Think you have to be short and lightweight to work in horseracing? Below we answer common misconceptions about the sport of horseracing.
I am too tall to work in racing
There is no height limit for riding racehorses, to ride racehorses there is a weight limit for the welfare of the racehorses but height is unrestricted.
You have to be able to ride a horse to work in racing
Whilst having previous riding experience is beneficial, it is by no means essential. Many apprenticeship students have no riding or horse handling experience as all of this is taught during the apprenticeship. There are also many other jobs in the racing industry which are office based, so no horse handling or riding skills are required.
Working in horseracing offers limited career progression
The horseracing industry offers a wide variety of job roles at varying levels, there are entry points for apprentices and graduates as well as a postgraduate MBA degree. Through Racing Welfare’s Careers Advice and Training Service and BHA’s Careersinracing Team, careers advice and support is available for all those working in the industry.
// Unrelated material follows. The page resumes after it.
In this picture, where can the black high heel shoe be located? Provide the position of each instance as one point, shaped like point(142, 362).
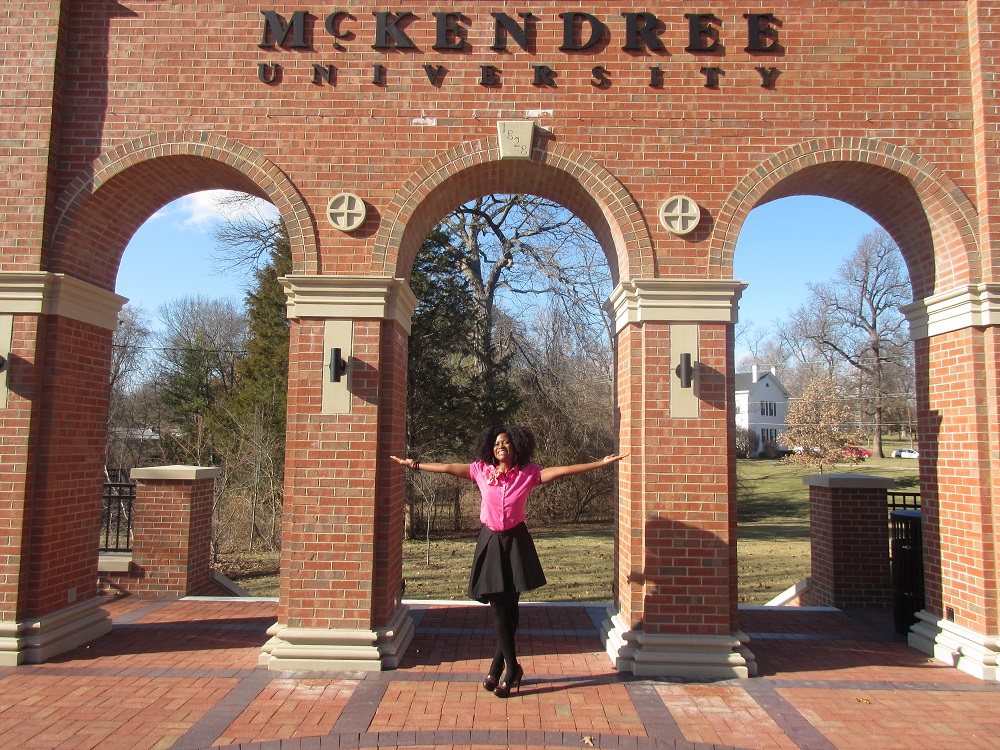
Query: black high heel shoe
point(503, 688)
I have to have experience to work in Horseracing
Apprenticeships are a common route into the horseracing industry for young people and require no previous horse riding or handling experience. There are apprenticeships on offer in both the racing and breeding sides through the Northern Racing College, National Stud, The British Racing School and Haddon Training.
I don't want to be a jockey, so working in racing is not for me
There are such a variety of careers on offer in the horseracing industry that there really is something for everyone. There are both practical roles working directly with horses and commercial/business roles at racecourses and racing authority's.
Working with horses is poorly paid
Horseracing is the only equestrian discipline to have a wage agreement in place for Stable Staff. Other benefits include a pension scheme, RIABS insurance and pool money.